On paper the annual financial impact appeared worthwhile and so
the company charged ahead. Unfortunately, the method used to maintain
competitive costs was to put the product out for competitive bid
on a routine basis. Therefore, in order to meet ongoing cost reduction
objectives, it necessitated the changing of suppliers many times
and the use of some small suppliers that did not fully understand
how to build the specialized components. Unfortunately, there
was little quality and engineering support provided by the company
to insure the components provided by the suppliers would perform.
Within one year the foolishness of this action became apparent.
The company's products began experiencing failures with this component
in alarming numbers and some operators were injured in the breakdowns.
Because of the high failure rate and the anticipated operator
danger hundreds of machines were pulled out of service. At great
financial cost the dealers were forced to perform emergency repairs
and provide free rental equipment for the customers to use while
their machines were down for repair. Suppliers of the components
were slow to react and provide satisfactory products and this
problem caused additional downtime delays. Once this problem began
affecting many core products of the company the sales efforts
became more difficult and some loyal equipment users began purchasing
the competitor's products.
What started out appearing to be a sound financial decision became
a major financial and public relations debacle for the manufacturer
and its distributors. The company's perception in the market,
which had been very good up to this point, has been severely impacted.
Unfortunately, the financial implications will continue for years
because of ongoing warranty and litigation costs. The greatest
cost to the company will be in its loss of goodwill with its customers
and this will undoubtedly mean a direct loss of equipment sales
and market share. I estimate that the resulting long-term costs
to profitability and company value will be dozens of times more
than the few dollars they expected to save in the outsourcing
program.
Making It Work
What can be learned from this article? First, understand the risks
and potential costs of any outsourcing decision that you make.
Perform a proper analysis and assign estimated costs for each
risk associated with the move. Make a good decision based on a
thorough financial analysis. Second, make the commitment to do
the job correctly and provide the initial and ongoing technical
and quality support to insure a successful transition. Third,
partner with the supplier to make them a success. In order for
them to make a commitment to service you well, they must cover
their costs and also make a profit. Few suppliers have all of
the resources required to manage a satisfactory transition. They
need your help and commitment of support resources.
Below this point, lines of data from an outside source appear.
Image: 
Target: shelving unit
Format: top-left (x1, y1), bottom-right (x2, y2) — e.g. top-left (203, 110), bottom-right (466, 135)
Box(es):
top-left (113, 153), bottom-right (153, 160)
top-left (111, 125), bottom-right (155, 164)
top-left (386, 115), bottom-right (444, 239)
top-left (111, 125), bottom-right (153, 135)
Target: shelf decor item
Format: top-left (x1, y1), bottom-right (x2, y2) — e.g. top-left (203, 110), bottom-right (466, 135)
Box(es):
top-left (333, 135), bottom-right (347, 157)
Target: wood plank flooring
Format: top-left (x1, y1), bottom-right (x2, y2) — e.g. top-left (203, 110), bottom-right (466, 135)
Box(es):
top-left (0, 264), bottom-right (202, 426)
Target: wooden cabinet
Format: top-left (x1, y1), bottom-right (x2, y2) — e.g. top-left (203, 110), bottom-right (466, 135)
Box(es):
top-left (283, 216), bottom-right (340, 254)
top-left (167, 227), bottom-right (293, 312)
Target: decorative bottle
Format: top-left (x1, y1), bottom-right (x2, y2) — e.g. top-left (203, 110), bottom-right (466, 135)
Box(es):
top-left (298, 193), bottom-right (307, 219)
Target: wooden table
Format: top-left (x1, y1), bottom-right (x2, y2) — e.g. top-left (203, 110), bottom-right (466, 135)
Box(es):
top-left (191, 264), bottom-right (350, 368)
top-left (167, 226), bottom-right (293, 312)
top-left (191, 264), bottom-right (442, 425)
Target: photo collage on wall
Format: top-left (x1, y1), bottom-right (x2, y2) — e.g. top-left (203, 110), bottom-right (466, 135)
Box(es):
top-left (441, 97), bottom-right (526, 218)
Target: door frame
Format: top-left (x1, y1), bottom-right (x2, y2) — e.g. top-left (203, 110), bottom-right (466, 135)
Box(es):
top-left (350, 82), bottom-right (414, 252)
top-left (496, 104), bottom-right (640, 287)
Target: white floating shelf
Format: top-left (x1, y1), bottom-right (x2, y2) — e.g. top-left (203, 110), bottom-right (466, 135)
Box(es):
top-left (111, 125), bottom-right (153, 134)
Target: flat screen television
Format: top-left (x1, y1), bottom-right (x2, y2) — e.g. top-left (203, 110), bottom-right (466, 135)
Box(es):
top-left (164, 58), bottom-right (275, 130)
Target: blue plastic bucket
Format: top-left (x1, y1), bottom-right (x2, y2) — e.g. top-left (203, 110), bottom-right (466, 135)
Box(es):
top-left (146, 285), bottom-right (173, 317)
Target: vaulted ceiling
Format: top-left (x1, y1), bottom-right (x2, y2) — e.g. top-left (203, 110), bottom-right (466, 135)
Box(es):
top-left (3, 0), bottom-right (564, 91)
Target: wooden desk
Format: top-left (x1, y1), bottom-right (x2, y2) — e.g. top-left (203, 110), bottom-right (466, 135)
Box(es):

Finally, fully
understand the subjective factors such as customer service and
market perceptions that could have a much greater impact on the
future success of the business. Consider these factors in the
final decision and insure the outsourcing action is worth the
risk.
In summary, if the key factors to success listed in the article
are properly addressed in each outsourcing decision the probability
of success is high. Outsourcing done for the right reason and
in a disciplined manner can be a sound strategic move for a company.
However, in order to make this process work, the business must
allow the supplier to be successful. This success is accomplished
by creating a win-win scenario. This includes commitments of support
resources and long-term business partnerships. One important point
to remember is that there is no free lunch in outsourcing. You
will either pay up front to do it right or you will pay more at
a later date to clean up the mess that was created.